Le 23 mai 2017, la CNIL a précisé les règles à respecter en matière de publicité en ligne suite aux contrôles menés par ses services auprès de treize émetteurs de cookies tiers. Ces contrôles ont permis d’identifier deux situations : celle où l’"éditeur détermine les moyens et finalités du traitement réalisé sur les données collectées grâce aux cookies externes (tiers) ou internes", et celle où l’émetteur de cookies tiers les détermine, visant en pratique le cas de l’émetteur déposant des cookies sur différents sites afin d’enrichir une base qu’il exploite. La CNIL, constatant que ces deux cas de figure s’appliquent souvent simultanément, estime que "la qualification de responsable de traitement et de sous-traitant s’effectue au cas par cas, par type et provenance de cookies", mais considère qu’il appartient dans tous les cas aux éditeurs de sites, "seuls en mesure de fournir une information directe sur les cookies déposés sur les terminaux des internautes (…) de mettre à leur disposition une information sur les groupes de cookies déposés et les moyens dont ils disposent pour s’y opposer". Elle rappelle toutefois que le cadre réglementaire est susceptible d’évoluer, la Commission européenne ayant annoncé un nouvel instrument pour fin 2017.

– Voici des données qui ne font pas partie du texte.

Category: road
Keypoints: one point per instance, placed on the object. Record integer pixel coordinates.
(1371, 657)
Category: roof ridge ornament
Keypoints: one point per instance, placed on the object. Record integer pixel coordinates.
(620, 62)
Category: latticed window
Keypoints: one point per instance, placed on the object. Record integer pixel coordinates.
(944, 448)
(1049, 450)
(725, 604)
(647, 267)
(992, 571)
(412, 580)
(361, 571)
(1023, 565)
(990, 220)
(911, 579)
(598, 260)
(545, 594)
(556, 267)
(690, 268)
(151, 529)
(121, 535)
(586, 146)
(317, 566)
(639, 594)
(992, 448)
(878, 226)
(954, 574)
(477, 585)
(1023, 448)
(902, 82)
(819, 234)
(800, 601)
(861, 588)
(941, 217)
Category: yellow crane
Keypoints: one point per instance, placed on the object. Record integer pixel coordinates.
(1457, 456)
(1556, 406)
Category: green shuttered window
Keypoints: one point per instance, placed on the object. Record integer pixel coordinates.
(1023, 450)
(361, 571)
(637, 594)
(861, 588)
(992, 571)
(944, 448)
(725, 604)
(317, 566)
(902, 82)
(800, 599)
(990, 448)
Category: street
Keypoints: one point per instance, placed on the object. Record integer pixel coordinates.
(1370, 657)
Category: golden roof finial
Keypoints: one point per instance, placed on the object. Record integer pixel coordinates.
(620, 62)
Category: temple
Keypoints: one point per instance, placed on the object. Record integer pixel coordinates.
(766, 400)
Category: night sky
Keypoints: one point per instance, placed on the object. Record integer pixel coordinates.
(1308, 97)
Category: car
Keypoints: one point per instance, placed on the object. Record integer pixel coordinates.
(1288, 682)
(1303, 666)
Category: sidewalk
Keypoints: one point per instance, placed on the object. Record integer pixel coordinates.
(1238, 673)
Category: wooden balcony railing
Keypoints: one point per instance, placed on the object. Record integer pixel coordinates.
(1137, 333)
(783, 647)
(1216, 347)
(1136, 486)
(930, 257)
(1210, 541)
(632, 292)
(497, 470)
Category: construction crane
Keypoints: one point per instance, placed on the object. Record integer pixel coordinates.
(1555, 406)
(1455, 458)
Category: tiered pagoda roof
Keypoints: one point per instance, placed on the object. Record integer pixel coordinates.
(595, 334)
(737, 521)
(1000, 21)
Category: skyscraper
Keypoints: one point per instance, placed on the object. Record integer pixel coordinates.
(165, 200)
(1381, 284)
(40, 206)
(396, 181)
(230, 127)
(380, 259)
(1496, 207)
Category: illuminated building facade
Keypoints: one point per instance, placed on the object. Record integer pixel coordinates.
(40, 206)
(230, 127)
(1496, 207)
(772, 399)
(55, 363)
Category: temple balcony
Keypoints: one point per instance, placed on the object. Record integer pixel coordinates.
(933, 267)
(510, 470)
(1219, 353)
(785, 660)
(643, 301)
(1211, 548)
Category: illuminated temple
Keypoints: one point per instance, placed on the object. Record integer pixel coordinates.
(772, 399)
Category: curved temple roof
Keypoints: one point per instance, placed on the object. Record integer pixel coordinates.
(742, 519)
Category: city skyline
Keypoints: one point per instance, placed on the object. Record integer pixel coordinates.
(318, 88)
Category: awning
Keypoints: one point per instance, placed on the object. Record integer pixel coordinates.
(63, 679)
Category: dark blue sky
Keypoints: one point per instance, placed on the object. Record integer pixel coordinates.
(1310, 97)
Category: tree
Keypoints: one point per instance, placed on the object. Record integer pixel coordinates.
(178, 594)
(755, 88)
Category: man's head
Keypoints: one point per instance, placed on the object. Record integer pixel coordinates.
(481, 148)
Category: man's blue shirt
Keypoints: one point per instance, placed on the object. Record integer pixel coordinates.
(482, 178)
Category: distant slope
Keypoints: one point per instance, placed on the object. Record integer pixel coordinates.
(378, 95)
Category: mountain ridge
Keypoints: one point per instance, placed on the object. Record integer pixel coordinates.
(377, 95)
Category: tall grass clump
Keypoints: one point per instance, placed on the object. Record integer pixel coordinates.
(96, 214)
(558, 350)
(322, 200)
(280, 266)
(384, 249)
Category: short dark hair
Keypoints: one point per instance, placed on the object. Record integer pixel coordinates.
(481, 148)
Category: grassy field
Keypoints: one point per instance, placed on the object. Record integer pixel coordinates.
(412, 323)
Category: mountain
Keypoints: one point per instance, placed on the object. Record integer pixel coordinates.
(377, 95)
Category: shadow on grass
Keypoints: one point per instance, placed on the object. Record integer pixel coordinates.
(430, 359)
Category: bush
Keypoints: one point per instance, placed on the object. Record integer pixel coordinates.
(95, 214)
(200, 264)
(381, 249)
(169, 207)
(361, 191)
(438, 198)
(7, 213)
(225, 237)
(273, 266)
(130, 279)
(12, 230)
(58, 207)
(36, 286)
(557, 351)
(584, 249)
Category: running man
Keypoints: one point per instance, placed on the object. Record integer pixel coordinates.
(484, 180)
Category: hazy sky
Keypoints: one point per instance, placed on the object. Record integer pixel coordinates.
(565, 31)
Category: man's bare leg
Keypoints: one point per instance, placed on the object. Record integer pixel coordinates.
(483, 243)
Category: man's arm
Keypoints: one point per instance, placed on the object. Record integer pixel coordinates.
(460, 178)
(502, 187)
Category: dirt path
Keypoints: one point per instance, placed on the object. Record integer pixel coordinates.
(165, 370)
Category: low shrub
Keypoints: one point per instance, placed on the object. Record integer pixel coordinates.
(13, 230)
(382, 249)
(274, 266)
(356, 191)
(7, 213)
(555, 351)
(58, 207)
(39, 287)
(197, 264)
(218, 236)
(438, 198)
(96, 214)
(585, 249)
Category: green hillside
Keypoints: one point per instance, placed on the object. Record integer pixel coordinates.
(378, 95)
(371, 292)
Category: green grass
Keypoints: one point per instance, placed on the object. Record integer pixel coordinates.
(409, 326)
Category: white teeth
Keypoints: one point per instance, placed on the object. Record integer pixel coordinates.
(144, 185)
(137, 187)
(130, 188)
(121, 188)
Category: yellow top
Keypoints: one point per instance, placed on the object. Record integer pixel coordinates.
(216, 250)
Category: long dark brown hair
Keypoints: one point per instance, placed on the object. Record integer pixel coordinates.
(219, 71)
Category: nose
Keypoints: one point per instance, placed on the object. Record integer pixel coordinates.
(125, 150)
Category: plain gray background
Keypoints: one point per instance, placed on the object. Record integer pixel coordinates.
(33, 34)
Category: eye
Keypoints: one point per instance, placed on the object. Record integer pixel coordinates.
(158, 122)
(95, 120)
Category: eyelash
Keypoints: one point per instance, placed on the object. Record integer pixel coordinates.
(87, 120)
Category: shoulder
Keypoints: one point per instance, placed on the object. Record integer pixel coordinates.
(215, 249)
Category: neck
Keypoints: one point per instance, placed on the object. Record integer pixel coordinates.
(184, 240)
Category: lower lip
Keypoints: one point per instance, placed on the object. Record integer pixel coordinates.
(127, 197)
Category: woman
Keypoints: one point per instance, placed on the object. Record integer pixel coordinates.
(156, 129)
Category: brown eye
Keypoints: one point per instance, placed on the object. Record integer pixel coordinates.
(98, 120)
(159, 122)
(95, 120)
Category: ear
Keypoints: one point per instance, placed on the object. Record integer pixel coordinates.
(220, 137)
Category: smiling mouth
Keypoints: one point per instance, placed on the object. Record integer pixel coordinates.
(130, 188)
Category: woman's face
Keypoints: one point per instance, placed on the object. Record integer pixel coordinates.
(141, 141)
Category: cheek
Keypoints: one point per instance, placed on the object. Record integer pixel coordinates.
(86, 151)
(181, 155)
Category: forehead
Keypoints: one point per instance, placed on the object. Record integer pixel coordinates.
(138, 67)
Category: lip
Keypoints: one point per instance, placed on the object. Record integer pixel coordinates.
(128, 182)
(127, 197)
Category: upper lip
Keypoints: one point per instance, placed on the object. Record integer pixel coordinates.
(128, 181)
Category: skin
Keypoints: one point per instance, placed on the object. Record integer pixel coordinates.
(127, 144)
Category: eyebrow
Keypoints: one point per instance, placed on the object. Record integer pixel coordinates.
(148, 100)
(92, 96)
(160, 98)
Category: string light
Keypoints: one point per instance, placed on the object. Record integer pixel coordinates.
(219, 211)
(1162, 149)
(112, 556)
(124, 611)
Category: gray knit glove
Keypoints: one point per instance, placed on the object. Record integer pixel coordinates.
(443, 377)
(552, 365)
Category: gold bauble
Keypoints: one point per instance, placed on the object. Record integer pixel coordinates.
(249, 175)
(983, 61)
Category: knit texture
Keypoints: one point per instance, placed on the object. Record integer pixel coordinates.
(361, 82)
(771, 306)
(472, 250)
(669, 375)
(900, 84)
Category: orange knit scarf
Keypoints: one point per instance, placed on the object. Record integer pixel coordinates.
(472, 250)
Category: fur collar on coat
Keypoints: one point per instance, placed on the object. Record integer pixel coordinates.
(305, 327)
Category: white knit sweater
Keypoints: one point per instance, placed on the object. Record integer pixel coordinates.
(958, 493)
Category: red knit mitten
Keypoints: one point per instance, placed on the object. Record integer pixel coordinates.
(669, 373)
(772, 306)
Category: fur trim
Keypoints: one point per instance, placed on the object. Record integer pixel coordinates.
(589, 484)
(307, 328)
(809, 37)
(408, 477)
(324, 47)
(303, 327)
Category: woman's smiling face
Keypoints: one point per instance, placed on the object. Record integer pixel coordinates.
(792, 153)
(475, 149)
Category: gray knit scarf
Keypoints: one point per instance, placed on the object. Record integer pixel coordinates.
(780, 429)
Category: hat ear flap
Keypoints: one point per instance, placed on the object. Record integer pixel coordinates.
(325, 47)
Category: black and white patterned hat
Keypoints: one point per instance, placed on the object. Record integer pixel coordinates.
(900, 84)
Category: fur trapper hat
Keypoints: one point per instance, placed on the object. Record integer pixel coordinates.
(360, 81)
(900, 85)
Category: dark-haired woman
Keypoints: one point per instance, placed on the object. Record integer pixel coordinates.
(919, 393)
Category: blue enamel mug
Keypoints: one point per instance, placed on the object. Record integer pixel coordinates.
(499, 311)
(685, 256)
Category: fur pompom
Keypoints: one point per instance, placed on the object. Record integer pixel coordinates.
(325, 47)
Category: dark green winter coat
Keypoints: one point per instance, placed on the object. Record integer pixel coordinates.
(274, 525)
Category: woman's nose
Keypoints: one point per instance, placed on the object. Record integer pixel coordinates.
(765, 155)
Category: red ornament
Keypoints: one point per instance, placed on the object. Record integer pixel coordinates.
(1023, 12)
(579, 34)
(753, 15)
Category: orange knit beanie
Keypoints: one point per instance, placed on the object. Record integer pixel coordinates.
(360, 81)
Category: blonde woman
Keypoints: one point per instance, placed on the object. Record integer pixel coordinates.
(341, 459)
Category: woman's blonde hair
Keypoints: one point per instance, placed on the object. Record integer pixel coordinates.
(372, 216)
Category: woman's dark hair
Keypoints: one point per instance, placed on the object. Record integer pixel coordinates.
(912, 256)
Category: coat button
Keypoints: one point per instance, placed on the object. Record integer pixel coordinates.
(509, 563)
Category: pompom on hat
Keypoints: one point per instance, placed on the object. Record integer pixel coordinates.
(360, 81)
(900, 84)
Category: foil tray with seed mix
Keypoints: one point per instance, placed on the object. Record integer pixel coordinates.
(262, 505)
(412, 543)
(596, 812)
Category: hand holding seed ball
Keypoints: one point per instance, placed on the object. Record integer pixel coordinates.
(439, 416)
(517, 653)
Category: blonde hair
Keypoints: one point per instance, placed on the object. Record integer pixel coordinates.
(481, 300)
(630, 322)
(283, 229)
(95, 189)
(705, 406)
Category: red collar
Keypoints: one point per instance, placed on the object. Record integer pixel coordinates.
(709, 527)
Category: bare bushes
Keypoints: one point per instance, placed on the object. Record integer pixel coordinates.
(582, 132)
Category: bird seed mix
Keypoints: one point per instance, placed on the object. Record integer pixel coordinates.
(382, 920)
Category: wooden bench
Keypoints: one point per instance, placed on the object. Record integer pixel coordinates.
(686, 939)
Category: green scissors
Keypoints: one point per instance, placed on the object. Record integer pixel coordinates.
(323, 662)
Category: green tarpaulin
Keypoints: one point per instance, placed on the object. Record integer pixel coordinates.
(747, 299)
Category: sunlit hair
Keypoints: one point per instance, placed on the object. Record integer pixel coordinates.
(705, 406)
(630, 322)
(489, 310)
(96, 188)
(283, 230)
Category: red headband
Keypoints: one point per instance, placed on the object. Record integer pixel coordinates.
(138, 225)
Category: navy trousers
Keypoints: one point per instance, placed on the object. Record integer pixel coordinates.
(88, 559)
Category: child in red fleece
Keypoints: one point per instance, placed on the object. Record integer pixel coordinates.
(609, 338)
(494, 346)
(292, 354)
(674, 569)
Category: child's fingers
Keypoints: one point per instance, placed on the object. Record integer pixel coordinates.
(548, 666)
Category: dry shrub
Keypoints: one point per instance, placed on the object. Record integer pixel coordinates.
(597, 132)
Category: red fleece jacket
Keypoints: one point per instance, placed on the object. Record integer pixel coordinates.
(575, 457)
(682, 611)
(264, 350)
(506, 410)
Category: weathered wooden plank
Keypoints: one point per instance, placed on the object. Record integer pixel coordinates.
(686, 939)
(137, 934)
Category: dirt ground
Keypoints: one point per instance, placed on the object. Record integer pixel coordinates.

Pour lire le communiqué de la CNIL

Absence d’autorisation pour le traçage de déplacements piétonniers

Par un arrêt du 8 février 2017, le Conseil d’Etat a confirmé le refus de la CNIL d’autoriser une expérimentation visant à comptabiliser des flux de piétons au motif de l’insuffisance du procédé d’anonymisation. Une société souhaitait procéder à un traitement de données visant à comptabiliser des déplacements piétonniers par la collecte des adresses des terminaux mobiles des personnes passant à proximité de ses mobiliers urbains. Or, d’une part, le traçage ne satisfaisait pas à l’obligation d’information et aux droits d’opposition, d’accès et de rectification des personnes concernées par le traitement. D’autre part, s’agissant du procédé d’anonymisation, la technique empêchait certes les tiers d’accéder aux données, mais le responsable de traitement pouvait toujours identifier les individus, de telle sorte que les données ne pouvaient être regardées comme rendues anonymes. Enfin, “les objectifs mêmes de la collecte des données (…) étaient incompatibles avec une anonymisation des informations recueillies”, dès lors que le traitement avait “pour objet d’identifier les déplacements des personnes et leur répétition”.